All new workspaces are created with secure cluster connectivity by default. Secure cluster connectivity means that customer VPCs have no open ports and classic compute plane resources have no public IP addresses. This simplifies network administration by removing the need to configure ports on security groups or network peering.
Secure cluster connectivity ensures that clusters connect to the Databricks control plane through a secure tunnel using HTTPS (port 443) without requiring public IP addresses on cluster nodes. This connection is established using a secure cluster connectivity relay, which separates the network traffic for the web application and REST API from cluster management tasks.
Although the serverless compute plane does not use the secure cluster connectivity relay for the classic compute plane, serverless compute resources do not have public IP addresses
By default, secure cluster connectivity is enabled. If you clear the Enable private cluster setting when you create your workspace, the workspace uses a public GKE cluster and secure cluster connectivity is disabled.
Note
There is one public IP address in your account for GKE (Kubernetes) cluster control, known as the GKE kube-master
. The kube-master
is a part of the Google Cloud default GKE deployment. Its IP address is in your Google Cloud account but not in your classic compute plane VPC. This IP address is managed by GKE and it has a firewall rule that allows traffic only from the Databricks control plane.
Deploy a workspace in your own VPC
A Google Cloud Virtual Private Cloud (VPC) lets you provision a logically isolated section of Google Cloud where you can launch GCP resources in a virtual network. The VPC is the network location for your Databricks clusters. By default, Databricks creates and manages a VPC for the Databricks workspace.
You can instead provide your own VPC to host your Databricks clusters, enabling you to maintain more control of your own GCP account and limit outgoing connections. To take advantage of a customer-managed VPC, you must specify a VPC when you first create the Databricks workspace. You can share VPCs across workspaces, but you cannot share subnets across workspaces. For more information, see Configure a customer-managed VPC.

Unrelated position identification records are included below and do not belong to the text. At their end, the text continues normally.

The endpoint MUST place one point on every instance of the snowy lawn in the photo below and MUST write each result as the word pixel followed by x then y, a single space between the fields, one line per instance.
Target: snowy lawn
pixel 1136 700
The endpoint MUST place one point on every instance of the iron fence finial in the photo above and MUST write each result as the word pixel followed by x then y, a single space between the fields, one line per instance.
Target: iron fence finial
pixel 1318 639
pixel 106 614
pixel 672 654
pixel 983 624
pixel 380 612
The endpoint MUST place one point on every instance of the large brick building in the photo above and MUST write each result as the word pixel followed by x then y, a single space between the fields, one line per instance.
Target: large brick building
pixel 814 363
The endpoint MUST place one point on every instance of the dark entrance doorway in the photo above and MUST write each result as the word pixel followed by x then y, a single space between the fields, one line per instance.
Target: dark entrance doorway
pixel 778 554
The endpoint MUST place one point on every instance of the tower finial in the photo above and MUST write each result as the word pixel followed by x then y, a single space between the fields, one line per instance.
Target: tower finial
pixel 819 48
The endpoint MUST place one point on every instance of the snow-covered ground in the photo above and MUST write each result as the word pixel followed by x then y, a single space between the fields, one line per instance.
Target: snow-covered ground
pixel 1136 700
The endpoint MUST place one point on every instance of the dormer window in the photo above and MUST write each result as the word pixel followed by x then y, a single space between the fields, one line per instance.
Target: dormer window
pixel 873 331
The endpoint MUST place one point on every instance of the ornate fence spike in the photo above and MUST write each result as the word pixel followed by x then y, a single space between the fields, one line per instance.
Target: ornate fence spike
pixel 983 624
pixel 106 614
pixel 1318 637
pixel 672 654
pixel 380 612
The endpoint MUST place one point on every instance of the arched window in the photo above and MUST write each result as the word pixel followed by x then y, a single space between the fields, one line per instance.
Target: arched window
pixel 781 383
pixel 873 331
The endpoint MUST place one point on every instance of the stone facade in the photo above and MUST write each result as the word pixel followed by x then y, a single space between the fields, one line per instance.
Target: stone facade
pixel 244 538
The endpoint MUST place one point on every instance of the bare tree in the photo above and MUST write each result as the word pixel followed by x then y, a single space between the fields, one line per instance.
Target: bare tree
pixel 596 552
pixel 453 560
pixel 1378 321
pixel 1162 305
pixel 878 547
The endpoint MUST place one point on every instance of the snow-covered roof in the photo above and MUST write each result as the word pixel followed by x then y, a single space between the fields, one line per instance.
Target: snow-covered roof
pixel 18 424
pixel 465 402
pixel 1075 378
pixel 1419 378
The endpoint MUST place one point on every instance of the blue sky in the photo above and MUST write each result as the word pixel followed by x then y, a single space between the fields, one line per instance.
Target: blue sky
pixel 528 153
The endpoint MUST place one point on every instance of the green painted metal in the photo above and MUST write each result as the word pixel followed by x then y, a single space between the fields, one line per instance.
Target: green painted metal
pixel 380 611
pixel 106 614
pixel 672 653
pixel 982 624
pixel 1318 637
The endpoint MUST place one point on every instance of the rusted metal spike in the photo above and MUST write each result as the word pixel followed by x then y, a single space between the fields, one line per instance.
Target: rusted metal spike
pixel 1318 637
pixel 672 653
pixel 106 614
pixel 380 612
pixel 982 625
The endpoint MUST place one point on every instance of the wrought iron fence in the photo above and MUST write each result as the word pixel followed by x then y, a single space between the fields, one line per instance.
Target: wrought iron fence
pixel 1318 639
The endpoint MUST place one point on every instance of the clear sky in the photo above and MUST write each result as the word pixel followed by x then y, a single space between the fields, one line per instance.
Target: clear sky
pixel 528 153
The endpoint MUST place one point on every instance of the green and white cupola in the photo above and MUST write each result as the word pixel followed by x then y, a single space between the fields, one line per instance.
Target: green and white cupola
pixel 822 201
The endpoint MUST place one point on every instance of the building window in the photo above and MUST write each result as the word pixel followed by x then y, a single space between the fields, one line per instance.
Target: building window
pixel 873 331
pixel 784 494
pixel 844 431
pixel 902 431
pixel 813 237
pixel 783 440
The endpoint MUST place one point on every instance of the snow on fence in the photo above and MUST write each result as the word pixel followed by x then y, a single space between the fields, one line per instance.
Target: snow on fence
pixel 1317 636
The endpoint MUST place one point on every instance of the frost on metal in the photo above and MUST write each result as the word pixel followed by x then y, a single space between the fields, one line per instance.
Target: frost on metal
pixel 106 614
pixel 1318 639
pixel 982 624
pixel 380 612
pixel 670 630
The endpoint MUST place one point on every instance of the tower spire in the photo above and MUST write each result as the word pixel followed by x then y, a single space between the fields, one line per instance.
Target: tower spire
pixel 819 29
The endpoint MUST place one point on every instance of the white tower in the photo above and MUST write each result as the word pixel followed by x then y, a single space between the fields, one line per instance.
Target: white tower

Enable private connectivity from the control plane to the compute plane
Google Private Service Connect (PSC) provides private connectivity from Google Cloud VPCs to Google Cloud services without exposing the traffic to the public network. This enables private connectivity from Databricks compute in a customer-managed VPC to a Databricks workspace’s core services.
For more information, see Enable Private Service Connect for your workspace.